The present invention provides a new, multiple-frequency transmit-receive switch which overcomes the above-mentioned difficulties and others.
BRIEF SUMMARY OF THE INVENTION
In accordance with the present invention, a magnetic resonance imaging apparatus for generating image representations of a volume of interest includes an RF signal generator for selectively generating one of a first transmit signal at a first transmit frequency and a second transmit signal at a second transmit frequency in accordance with a desired imaging profile. An RF coil is in electrical communication with the signal generator through an interface circuit. The RF coil transmits the transmit signal into an examination region thereby producing a magnetic resonance signal at a corresponding one of first and second resonance frequencies. An RF receiver is in electrical communication with the RF coil through the interface circuit, and receives the magnetic resonance signal. The interface circuit includes a first isolation circuit for selectively isolating the RF receiver from the transmit signals of the transmit frequency, and for selectively passing the magnetic resonance signals around the first frequency from the RF coil to the RF receiver. The interface circuit also includes a second isolation circuit for selectively isolating the RF receiver from the transmit signals of the second transmit frequencies and for selectively passing magnetic resonance signals around the second frequency from the RF coil to the RF receiver. An image reconstruction processor operatively connected with the RF receiver reconstructs the received resonance signals into an electronic image representation.

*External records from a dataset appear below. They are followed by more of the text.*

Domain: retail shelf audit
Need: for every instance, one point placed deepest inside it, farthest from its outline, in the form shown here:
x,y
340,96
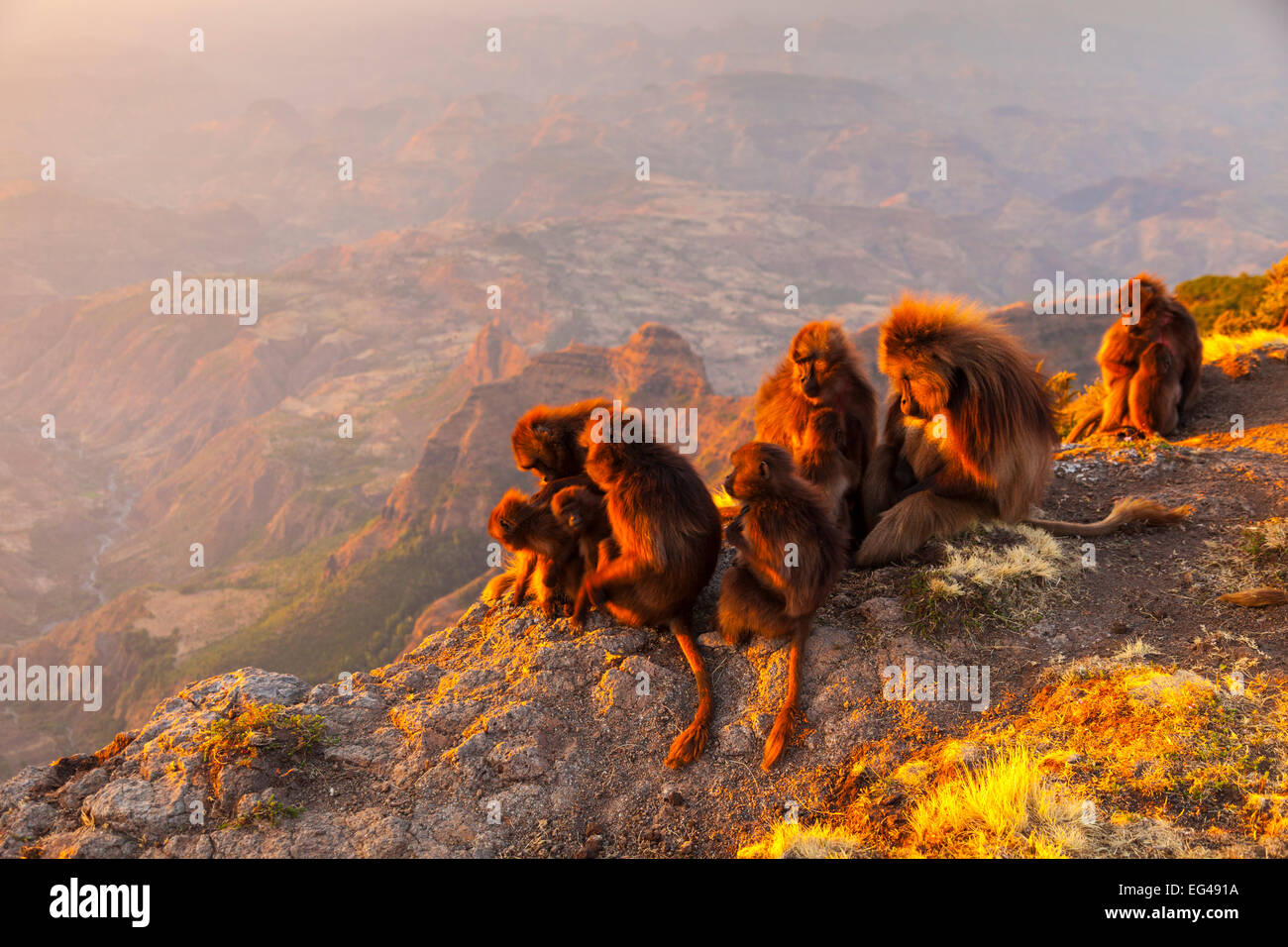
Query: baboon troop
x,y
1149,364
966,437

In accordance with another aspect of the present invention, the first isolation circuit includes a first PIN diode forming an effective short circuit between a first inductor and first capacitor in response to a forward bias. The first PIN diode forms an effective open circuit between the first inductor and first capacitor in response to a reverse bias. The reverse bias is associated with a receive cycle portion of the apparatus, and reduces the first isolation circuit to that of the first capacitor. The forward bias is associated with the transmit cycle portion of the apparatus and reduces the first isolation circuit to that of the first capacitor electrically parallel to the first inductor such that the first isolation circuit has a high impedance at the first transmit frequency.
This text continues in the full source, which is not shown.